Il primo stabilimento nei Balcani per il riciclaggio dei tubi fluorescenti e delle lampadine è stato aperto a Omoljica, nei pressi di Pancevo. La compagnia “Božić i sinovi”, nel complesso della quale si trova questo centro di riciclaggio, e il Fondo per la tutela dell’ambiente umano hanno investito mezzo milione di euro nell’applicazione della “tecnologia verde”. Servizio di Jelena Milenkovic.
L’impianto moderno per il riciclaggio lavora sul principio del container chiuso ed assicura la completa tutela ecologica, perché le fonti artificiali di luce contengono anche materie pericolose come mercurio, ha dichiarato il direttore della compagnia “Božić i sinovi”, Nikola Egic. Lo stabilimento per il riciclaggio è stato comprato nella Gran Bretagna e fa parte delle nuovissime tecnologie per il riciclaggio di tubi fluorescenti e lampadine, è il vincitore del prestigioso premio della regina Elisabetta II nella categoria di innovazioni ecologiche. Questo sistema ci permette di avere una materia pulita dopo il riciclaggio. Nel centro si possono riciclare 6mila lampadine in un’ora, e le capacità annue sono di 15 milioni di lampadine. Sul mercato della Serbia si piazzano all’anno 8 milioni di lampadine, e in Croazia, Montenegro, Macedonia e Bosnia ed Erzegovina 11,5 milioni.

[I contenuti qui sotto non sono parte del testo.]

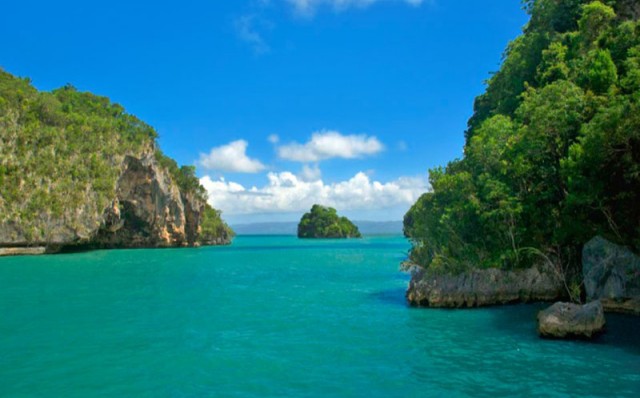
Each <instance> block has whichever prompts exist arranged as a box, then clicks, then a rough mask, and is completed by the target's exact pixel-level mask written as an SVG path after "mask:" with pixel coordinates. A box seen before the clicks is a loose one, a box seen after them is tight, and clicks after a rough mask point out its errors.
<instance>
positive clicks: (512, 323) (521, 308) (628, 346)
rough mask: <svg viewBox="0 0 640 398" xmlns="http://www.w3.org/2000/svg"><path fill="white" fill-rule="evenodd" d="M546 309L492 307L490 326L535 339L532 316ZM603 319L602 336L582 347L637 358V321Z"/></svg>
mask: <svg viewBox="0 0 640 398" xmlns="http://www.w3.org/2000/svg"><path fill="white" fill-rule="evenodd" d="M549 305H550V304H549V303H533V304H514V305H505V306H498V307H492V309H491V311H492V315H493V317H494V322H495V323H494V325H495V326H496V327H497V328H499V329H501V330H505V331H513V332H524V333H530V334H531V335H532V336H537V331H536V325H537V320H536V316H537V314H538V311H540V310H543V309H545V308H547V307H548V306H549ZM605 318H606V322H607V323H606V327H605V333H603V334H602V335H601V336H599V337H597V338H596V339H594V340H593V341H582V343H584V344H601V345H608V346H612V347H617V348H620V349H623V350H625V351H627V352H629V353H631V354H634V355H640V317H639V316H633V315H624V314H612V313H607V314H605Z"/></svg>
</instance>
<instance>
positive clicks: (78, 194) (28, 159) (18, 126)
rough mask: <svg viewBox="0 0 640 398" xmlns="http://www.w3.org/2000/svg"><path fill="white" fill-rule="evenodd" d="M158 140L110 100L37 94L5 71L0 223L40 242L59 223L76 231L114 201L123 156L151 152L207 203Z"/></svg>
mask: <svg viewBox="0 0 640 398" xmlns="http://www.w3.org/2000/svg"><path fill="white" fill-rule="evenodd" d="M156 137H157V133H156V132H155V130H154V129H153V128H152V127H151V126H149V125H147V124H146V123H144V122H142V121H141V120H139V119H138V118H136V117H135V116H133V115H130V114H128V113H126V112H125V110H124V108H123V107H122V106H120V105H118V104H114V103H112V102H111V101H109V99H108V98H106V97H99V96H96V95H93V94H91V93H86V92H79V91H78V90H76V89H75V88H74V87H72V86H70V85H67V86H65V87H62V88H60V89H57V90H54V91H52V92H40V91H38V90H36V89H35V88H34V87H33V86H32V85H31V84H30V81H29V80H28V79H21V78H17V77H14V76H12V75H11V74H9V73H7V72H5V71H3V70H2V69H0V223H11V222H13V223H17V224H19V225H22V226H24V227H25V230H26V231H27V232H28V235H29V236H30V237H31V238H32V239H34V240H41V241H46V240H47V230H46V225H51V223H52V222H53V221H54V220H60V222H63V223H65V224H66V225H68V226H70V227H71V228H74V225H80V224H81V223H82V222H83V220H85V219H86V214H87V213H97V214H101V213H102V211H103V210H104V209H105V207H106V206H107V205H108V204H109V203H110V201H111V200H112V199H113V198H114V197H115V189H116V182H117V178H118V176H119V174H120V165H121V163H122V159H123V158H124V156H126V155H132V156H140V155H141V154H143V153H148V152H149V151H155V152H156V158H157V159H158V160H159V163H160V164H161V165H163V166H164V167H165V169H167V170H168V171H169V173H170V175H171V176H172V178H173V179H174V181H175V182H176V183H177V184H178V185H179V187H180V188H181V191H182V192H183V193H185V194H192V195H195V196H196V197H198V198H199V199H201V200H206V192H205V190H204V188H203V187H202V186H201V185H200V183H199V181H198V178H197V177H196V176H195V168H194V167H192V166H183V167H181V168H180V167H178V165H177V164H176V163H175V161H173V160H172V159H170V158H168V157H166V156H165V155H163V154H162V153H161V152H160V150H159V149H156V148H157V145H156V141H155V139H156ZM54 224H55V222H54Z"/></svg>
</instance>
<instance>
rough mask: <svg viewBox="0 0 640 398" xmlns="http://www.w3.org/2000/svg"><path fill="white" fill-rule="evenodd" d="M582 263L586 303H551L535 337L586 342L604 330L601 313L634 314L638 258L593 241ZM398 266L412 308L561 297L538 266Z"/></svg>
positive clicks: (553, 300)
mask: <svg viewBox="0 0 640 398" xmlns="http://www.w3.org/2000/svg"><path fill="white" fill-rule="evenodd" d="M582 259H583V262H582V273H583V278H584V287H585V295H586V298H587V303H586V304H584V305H580V304H574V303H567V302H556V303H555V304H553V305H552V306H551V307H549V308H547V309H545V310H543V311H540V313H539V314H538V317H537V320H538V333H539V334H540V336H541V337H546V338H584V339H589V338H593V337H595V336H598V335H599V334H600V333H602V332H603V331H604V326H605V323H606V320H605V316H604V314H605V313H606V312H618V313H624V314H631V315H640V257H638V256H637V255H635V254H634V253H633V252H631V251H630V250H629V249H627V248H625V247H622V246H618V245H616V244H614V243H611V242H609V241H607V240H605V239H603V238H602V237H595V238H593V239H592V240H591V241H589V242H588V243H587V244H585V246H584V249H583V254H582ZM404 268H405V269H410V270H411V274H412V275H411V280H410V282H409V287H408V289H407V292H406V298H407V301H408V303H409V304H410V305H412V306H416V307H431V308H470V307H483V306H491V305H501V304H511V303H525V302H532V301H539V302H555V301H558V300H565V299H567V293H566V290H565V287H564V284H563V282H562V281H561V280H560V279H558V278H557V277H556V276H555V275H554V273H553V272H545V271H544V270H541V269H539V268H538V267H532V268H529V269H523V270H501V269H495V268H491V269H475V270H471V271H467V272H464V273H461V274H458V275H451V274H438V273H435V272H433V271H429V270H425V269H424V268H421V267H418V266H408V265H407V264H405V265H404Z"/></svg>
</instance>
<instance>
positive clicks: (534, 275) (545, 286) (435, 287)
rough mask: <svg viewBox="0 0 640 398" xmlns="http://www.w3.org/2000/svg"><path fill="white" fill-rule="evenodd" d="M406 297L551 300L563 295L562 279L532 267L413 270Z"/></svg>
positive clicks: (455, 304) (452, 304)
mask: <svg viewBox="0 0 640 398" xmlns="http://www.w3.org/2000/svg"><path fill="white" fill-rule="evenodd" d="M406 296H407V300H408V301H409V303H410V304H411V305H415V306H420V307H444V308H460V307H481V306H488V305H496V304H506V303H514V302H528V301H552V300H557V299H558V298H560V297H563V296H564V290H563V285H562V282H561V281H559V280H557V279H556V278H554V277H553V276H552V274H551V273H543V272H540V270H538V268H536V267H533V268H529V269H525V270H516V271H503V270H499V269H485V270H473V271H469V272H465V273H462V274H459V275H437V274H433V273H430V272H428V271H425V270H424V269H419V270H417V271H415V272H414V273H413V275H412V277H411V282H410V283H409V289H408V290H407V294H406Z"/></svg>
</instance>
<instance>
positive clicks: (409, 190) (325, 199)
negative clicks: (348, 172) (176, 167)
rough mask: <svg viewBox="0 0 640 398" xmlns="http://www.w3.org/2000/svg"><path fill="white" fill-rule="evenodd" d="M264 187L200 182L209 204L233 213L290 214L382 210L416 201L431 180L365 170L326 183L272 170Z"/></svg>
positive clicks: (248, 213)
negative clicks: (300, 213)
mask: <svg viewBox="0 0 640 398" xmlns="http://www.w3.org/2000/svg"><path fill="white" fill-rule="evenodd" d="M267 178H268V184H266V185H265V186H263V187H262V188H257V187H255V186H254V187H251V188H246V187H244V186H242V185H241V184H238V183H235V182H232V181H226V180H225V179H223V178H220V179H217V180H214V179H212V178H211V177H209V176H204V177H203V178H201V179H200V183H201V184H202V185H203V186H204V187H205V188H206V189H207V192H208V193H209V203H210V204H211V205H212V206H213V207H215V208H217V209H220V210H222V211H223V212H224V213H225V214H229V215H242V214H257V213H289V212H302V211H307V210H308V209H309V208H310V207H311V206H312V205H313V204H314V203H319V204H323V205H326V206H332V207H335V208H338V209H340V210H341V211H350V210H380V209H385V208H391V207H394V206H399V205H405V206H410V205H411V204H413V203H414V202H415V201H416V200H417V199H418V198H419V197H420V195H422V194H423V193H424V192H426V191H427V186H428V184H427V181H426V179H425V178H420V177H402V178H399V179H397V180H394V181H390V182H386V183H382V182H379V181H373V180H371V178H370V177H369V176H367V175H366V174H365V173H363V172H359V173H357V174H356V175H355V176H353V177H352V178H350V179H349V180H346V181H341V182H336V183H329V184H328V183H325V182H323V181H322V180H321V179H316V180H312V181H305V180H304V179H303V178H301V177H299V176H296V175H294V174H293V173H291V172H288V171H285V172H281V173H269V174H268V175H267Z"/></svg>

Il direttore del Centro di riciclaggio si aspetta che l’investimento porterà al guadagno già fra un paio di anni, ed annuncia l’importazione delle vecchie lampadine dai paesi circostanti. Quest’investimento aprirà 100 nuovi posti di lavoro, ed è uno degli esempi del buon investimento della diaspora in Serbia, ha rilevato il proprietario della compagnia "Božić i sinovi", Jovica Bozic. L’ambasciatore della Gran Bretagna, Michael Devenport, ha dichiarato che l’apertura del Centro di riciclaggio in Serbia è un ottimo esempio della collaborazione serbo – britannica. Lui ritiene che il nostro paese abbia grossi potenziali nell’applicazione delle tecnologie pure e delle fonti energetiche rinnovabili, esprimendo la prontezza della Gran Bretagna ad aiutare la Serbia a raggiungere gli standard ecologici europei e ad applicare soluzioni innovative.
L’investimento nei centri di riciclaggio in tutto il paese sarà una priorità nei prossimi anni, come il rafforzamento della rete per la raccolta dei rifiuti, cioè delle materie secondarie.